Everyone needs to learn what the correct path is for them. Think of that correct path as your vision. Your vision is yours, not your parents’ or your sibling’s, not your spouse’s or significant other’s. You may share elements of that vision with others around you, but your personal vision will always vary to some extent. It’s solely yours.

Just as the road from your house to work or any other destination, doesn’t stop outside your front door, your vision doesn’t stop with what you plan to accomplish today, or tomorrow or even during the next week or month. You need to set in your mind a map of what your path will be in easily digested segments, by week, month, quarter, year, three years. The map should be updated regularly, just like your GPS sends out updates.

A good vision starts with a statement of your goal. It should be short, concise, have a deadline date, be achievable but not easy and be readily remembered. It is there to remind you what your personal jackpot is.

I mentioned this once before, but one of the most memorable vision statements in history was John F. Kennedy’s, in which he clarified that the U.S. would not buckle to the power of other countries. He used one program, the space program, to signify the intent that the country could succeed in anything all its citizens put their minds to:

We choose to go to the moon. We choose to go to the moon in this decade and do the other things, not because they are easy, but because they are hard, because that goal will serve to organize and measure the best of our energies and skills, because that challenge is one that we are willing to accept, one we are unwilling to postpone, and one which we intend to win, and the others, too….

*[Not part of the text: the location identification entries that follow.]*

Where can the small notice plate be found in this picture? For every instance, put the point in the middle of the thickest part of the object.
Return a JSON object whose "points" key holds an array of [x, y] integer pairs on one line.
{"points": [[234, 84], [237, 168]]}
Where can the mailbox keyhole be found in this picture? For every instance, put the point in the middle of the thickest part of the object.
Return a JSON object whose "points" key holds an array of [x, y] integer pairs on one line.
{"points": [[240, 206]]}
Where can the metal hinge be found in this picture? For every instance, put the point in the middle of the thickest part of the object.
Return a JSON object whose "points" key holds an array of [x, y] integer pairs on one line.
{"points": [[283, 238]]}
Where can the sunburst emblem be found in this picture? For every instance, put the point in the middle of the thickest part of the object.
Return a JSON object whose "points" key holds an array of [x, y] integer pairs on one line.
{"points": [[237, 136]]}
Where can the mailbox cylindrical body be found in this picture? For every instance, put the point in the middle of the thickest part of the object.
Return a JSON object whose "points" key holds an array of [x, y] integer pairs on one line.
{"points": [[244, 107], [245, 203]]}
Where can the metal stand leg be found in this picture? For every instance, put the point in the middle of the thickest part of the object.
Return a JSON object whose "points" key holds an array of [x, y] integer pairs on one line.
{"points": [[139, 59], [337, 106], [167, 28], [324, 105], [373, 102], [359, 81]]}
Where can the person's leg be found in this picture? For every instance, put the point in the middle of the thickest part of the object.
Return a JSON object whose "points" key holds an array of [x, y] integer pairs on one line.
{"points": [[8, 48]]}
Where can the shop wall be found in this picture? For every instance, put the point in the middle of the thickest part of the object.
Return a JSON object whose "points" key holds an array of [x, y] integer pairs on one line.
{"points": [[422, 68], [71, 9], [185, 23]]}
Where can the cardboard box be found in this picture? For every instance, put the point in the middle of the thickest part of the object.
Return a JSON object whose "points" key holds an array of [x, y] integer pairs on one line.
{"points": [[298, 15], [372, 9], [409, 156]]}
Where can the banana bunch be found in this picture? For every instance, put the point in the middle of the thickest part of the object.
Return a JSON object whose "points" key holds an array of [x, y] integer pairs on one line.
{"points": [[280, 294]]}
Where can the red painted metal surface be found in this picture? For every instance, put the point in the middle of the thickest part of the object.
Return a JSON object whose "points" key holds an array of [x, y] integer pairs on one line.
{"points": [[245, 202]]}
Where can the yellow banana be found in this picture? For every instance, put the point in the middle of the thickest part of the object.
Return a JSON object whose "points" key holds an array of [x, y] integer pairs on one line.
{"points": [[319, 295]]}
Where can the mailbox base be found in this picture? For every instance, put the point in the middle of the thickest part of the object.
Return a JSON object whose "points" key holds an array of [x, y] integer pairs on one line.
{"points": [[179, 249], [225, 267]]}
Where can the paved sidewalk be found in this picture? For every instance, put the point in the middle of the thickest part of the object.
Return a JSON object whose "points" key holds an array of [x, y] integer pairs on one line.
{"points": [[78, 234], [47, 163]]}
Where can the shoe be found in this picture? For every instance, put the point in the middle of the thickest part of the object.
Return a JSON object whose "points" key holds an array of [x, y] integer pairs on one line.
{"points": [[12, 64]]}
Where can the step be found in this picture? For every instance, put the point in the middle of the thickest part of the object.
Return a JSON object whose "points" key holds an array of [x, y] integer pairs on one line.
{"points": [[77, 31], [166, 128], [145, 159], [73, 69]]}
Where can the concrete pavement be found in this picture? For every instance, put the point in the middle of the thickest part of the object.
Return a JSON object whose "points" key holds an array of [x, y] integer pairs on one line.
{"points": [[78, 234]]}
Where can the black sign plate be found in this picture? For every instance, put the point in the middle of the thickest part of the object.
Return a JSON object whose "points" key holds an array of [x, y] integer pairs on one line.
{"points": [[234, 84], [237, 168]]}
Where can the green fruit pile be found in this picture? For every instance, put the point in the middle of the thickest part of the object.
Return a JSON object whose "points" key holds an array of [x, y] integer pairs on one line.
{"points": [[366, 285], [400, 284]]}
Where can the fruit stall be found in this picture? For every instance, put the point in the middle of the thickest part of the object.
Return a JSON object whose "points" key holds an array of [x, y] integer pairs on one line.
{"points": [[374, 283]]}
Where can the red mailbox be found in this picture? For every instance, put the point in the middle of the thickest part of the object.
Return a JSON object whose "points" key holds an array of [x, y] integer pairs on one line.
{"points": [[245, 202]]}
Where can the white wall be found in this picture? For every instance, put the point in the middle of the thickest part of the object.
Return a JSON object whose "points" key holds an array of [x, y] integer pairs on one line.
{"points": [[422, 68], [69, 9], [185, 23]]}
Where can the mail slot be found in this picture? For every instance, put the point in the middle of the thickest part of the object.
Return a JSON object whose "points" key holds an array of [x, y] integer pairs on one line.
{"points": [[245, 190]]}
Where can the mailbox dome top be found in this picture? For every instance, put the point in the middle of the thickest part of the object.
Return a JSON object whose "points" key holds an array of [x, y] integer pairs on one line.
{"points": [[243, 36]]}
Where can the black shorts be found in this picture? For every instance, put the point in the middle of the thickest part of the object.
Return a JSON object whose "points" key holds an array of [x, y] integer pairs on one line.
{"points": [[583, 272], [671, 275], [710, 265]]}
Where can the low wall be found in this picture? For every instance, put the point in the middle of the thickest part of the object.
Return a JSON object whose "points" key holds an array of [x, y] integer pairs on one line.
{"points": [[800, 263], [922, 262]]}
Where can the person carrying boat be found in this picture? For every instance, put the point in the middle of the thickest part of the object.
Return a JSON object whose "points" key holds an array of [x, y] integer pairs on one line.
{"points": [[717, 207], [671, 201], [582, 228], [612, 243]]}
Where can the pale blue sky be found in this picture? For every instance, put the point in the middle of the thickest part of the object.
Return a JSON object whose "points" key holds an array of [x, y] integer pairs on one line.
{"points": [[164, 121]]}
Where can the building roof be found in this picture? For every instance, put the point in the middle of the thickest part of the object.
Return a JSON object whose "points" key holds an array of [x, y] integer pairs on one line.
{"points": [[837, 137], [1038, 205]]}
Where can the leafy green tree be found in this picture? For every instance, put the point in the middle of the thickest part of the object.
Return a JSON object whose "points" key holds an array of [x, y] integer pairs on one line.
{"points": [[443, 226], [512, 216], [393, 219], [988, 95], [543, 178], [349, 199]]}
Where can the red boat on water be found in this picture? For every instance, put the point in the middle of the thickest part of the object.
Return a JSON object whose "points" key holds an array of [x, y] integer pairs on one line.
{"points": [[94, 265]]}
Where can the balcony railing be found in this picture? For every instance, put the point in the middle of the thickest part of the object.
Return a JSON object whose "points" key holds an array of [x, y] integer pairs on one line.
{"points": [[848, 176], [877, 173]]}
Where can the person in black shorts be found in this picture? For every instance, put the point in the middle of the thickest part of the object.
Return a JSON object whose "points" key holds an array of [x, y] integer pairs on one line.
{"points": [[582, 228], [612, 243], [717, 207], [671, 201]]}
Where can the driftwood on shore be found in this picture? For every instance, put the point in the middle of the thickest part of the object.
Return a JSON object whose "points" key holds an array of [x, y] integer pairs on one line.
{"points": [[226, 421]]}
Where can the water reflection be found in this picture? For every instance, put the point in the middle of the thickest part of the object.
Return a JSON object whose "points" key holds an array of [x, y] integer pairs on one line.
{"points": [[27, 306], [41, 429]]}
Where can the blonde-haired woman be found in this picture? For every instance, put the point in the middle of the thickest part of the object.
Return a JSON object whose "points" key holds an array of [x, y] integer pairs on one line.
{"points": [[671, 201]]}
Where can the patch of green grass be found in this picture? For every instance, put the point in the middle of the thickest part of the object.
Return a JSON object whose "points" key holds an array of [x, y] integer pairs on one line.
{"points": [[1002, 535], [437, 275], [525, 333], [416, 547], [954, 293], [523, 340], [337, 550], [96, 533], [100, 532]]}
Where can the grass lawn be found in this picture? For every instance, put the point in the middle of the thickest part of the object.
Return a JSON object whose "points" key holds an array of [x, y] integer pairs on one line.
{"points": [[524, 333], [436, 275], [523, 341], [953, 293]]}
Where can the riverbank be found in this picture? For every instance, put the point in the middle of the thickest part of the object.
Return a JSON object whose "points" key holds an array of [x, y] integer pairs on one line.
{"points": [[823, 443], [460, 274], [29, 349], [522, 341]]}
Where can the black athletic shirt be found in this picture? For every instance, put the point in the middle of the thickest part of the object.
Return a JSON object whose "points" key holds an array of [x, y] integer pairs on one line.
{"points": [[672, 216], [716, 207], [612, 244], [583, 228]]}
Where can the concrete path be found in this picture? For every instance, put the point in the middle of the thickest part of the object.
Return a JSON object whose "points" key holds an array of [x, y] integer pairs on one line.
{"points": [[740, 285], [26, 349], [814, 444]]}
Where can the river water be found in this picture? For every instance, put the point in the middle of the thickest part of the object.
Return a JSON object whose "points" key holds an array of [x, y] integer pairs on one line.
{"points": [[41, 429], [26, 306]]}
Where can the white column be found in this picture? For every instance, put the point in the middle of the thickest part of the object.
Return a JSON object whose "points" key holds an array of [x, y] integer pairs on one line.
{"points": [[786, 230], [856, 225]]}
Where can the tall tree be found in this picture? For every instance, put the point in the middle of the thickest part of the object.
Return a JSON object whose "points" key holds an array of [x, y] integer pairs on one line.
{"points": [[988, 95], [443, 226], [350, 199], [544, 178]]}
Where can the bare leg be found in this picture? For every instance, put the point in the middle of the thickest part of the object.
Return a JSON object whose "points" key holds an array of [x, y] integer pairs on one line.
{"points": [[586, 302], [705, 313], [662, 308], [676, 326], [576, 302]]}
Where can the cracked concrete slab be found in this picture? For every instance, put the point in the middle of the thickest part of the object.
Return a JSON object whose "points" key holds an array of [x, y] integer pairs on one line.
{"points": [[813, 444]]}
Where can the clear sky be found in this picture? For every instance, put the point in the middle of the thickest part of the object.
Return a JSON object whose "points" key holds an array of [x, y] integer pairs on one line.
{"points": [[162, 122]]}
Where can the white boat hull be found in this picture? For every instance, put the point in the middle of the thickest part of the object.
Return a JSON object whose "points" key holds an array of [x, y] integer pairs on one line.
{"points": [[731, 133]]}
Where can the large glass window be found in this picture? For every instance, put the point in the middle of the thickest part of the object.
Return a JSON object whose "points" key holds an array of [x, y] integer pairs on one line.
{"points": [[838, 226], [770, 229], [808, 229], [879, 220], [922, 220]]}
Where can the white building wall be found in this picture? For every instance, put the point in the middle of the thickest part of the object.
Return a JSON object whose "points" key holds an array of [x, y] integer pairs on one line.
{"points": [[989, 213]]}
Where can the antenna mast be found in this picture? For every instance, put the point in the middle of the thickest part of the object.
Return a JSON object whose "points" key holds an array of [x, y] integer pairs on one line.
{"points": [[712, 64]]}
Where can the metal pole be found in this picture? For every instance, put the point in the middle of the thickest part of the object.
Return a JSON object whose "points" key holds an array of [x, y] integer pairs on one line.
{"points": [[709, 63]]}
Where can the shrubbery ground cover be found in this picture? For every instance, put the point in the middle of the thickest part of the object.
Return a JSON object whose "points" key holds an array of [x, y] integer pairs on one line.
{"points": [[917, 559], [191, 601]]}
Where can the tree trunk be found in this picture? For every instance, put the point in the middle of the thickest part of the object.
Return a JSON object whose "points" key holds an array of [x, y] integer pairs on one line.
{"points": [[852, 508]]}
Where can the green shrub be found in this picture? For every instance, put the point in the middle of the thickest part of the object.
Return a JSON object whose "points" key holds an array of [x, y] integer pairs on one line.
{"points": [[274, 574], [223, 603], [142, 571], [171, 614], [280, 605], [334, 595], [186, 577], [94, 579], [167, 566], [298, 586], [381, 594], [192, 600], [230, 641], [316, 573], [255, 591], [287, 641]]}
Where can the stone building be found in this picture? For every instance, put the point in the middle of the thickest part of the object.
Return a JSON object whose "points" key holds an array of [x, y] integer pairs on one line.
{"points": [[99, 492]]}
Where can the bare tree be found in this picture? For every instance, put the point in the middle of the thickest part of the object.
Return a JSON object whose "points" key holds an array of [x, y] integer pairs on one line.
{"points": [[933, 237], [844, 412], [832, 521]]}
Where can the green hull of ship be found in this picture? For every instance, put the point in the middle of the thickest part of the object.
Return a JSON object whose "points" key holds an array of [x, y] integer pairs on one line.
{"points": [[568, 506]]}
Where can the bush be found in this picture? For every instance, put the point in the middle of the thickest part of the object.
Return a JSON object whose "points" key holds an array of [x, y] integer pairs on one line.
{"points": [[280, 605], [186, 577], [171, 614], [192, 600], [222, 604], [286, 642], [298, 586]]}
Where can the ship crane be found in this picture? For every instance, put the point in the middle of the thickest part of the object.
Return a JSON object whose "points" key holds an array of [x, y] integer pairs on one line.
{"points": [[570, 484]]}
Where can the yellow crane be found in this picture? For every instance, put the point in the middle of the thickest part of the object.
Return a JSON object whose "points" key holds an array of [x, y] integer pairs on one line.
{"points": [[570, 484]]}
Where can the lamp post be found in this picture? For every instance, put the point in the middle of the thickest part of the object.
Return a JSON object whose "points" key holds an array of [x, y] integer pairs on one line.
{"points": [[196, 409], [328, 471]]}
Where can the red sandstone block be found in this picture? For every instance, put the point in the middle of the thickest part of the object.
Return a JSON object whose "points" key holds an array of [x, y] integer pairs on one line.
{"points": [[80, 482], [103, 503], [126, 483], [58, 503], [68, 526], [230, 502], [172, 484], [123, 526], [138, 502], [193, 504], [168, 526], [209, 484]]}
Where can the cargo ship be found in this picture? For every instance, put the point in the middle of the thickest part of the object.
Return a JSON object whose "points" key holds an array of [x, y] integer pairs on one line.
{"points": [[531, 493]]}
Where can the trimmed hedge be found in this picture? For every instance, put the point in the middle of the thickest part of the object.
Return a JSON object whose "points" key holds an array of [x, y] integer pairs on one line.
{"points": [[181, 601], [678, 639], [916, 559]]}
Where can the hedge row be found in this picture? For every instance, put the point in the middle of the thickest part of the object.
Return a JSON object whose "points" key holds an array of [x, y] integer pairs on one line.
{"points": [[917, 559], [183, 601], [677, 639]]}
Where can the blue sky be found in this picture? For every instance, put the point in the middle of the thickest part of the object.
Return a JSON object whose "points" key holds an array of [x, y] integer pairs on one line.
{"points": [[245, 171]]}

So what’s your core vision statement? Think about what you’re trying to achieve. If it’s that you want to be a N.Y. Times Bestselling author, that may a bit too much of a stretch for a three-year goal. Remember: this is not about wishing but achieving. So, what’s your short-term objective? Finishing a manuscript for a novel? Finding an agent? Finding a publisher? Simply to get published? To indie publish? To have hundreds or thousands of people read your work? Each of you will have a slightly different answer.

 

Fill in the blanks:
In three years I will ________________ and then plan to set my goal to achieve ____________in the following three years.

 

After you have done that, set up shorter term goals. What will you do each quarter to achieve that three-year goal? Then what will you do each month to achieve the quarter-goal. From there, what will you do each week? You can have a daily goal, but I find weekly goals work better because I can analyze my results and then plan for the next week depending on my weekly progress.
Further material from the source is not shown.